Even in 2017 when the Waratahs finished with an embarrassing four wins from 15 games, coming in second last in the conference, Cheika still picked more Waratahs in his Spring Tour squad than any other side.
But the new three-man selection panel of Cheika, director of rugby Scott Johnson and former Wallaby Michael O’Connor has brought about a first: Cheika has a Wallabies squad with fewer Waratahs than another team.
While not quite the fewest he’s selected as a whole, the nine men from New South Wales have been trumped by the ten from the Brumbies. It was impossible to ignore the contributions and success they found at such crucial points during the second half of the season.
Their selection numbers are a just reward for their stellar late-season push to the finals and record winning streak, also an immediate impact of the influence the new selection panel system has.
The question has to be asked then: is the Waratahs obsession finally over?
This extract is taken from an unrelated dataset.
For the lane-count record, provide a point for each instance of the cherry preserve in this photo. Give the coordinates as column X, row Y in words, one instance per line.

The omission of 70-Test veteran and usual Cheika favourite Nick Phipps could be the answer to that. Even if he wasn’t in the starting 15, Phipps was usually always good for a bench spot and a shoo-in for squad selection. Not this time.
Polarising Waratahs back-rower Ned Hanigan always seemed to have the backing of Cheika regardless of his good or bad form. Not this time.
Another halfback, Jake Gordon, was in Cheika’s sights as a Wallaby of the future when he made the squad and subsequent international debut in 2018. He, too, has been left out.
While not quite as obvious as the others, Curtis Rona has fallen out of favour after just three caps in the green and gold. No mention of him in the squad.
You get the point.
It might look a little innocuous and circumstantial, but this is a big deal for Australian rugby. This latest squad is one that looks balanced. It has a mix of youth and experience and it looks to be the most in-form Australian line-up that’s been presented in a long time, something the selectors wanted to point out after the squad announcement.
“We tried to look at Super Rugby form, what players can bring and what they’ve done before,” Cheika said.
“It’s a bit of a mix and I suppose that comes in with the form of the Super Rugby teams this year.”
He even mentioned the changes that the new system has on the selection process, one that has seen a dip in the Waratahs Wallaby presence.
“It was very tough, it’s the first time we’ve really worked in earnest as a selection panel.
“There were differing opinions, we were really challenging one another and I think we’ve come up with a better outcome for that than maybe if I’d have picked it by myself.”
The last half of that sentence is insightful. Cheika seems aware of his past selection issues and habit of falling back onto the Waratah sword at times.
The Brumbies were rewarded, especially in the forward pack, for their recent charge. Maybe they don’t have the most experience in the country. Maybe there are players elsewhere with more games or a more fruitful past, but this crop are the best players in their positions right now.
That’s something we’ve not always been able to say after recent Wallabies squads have been announced. It’s a welcome change.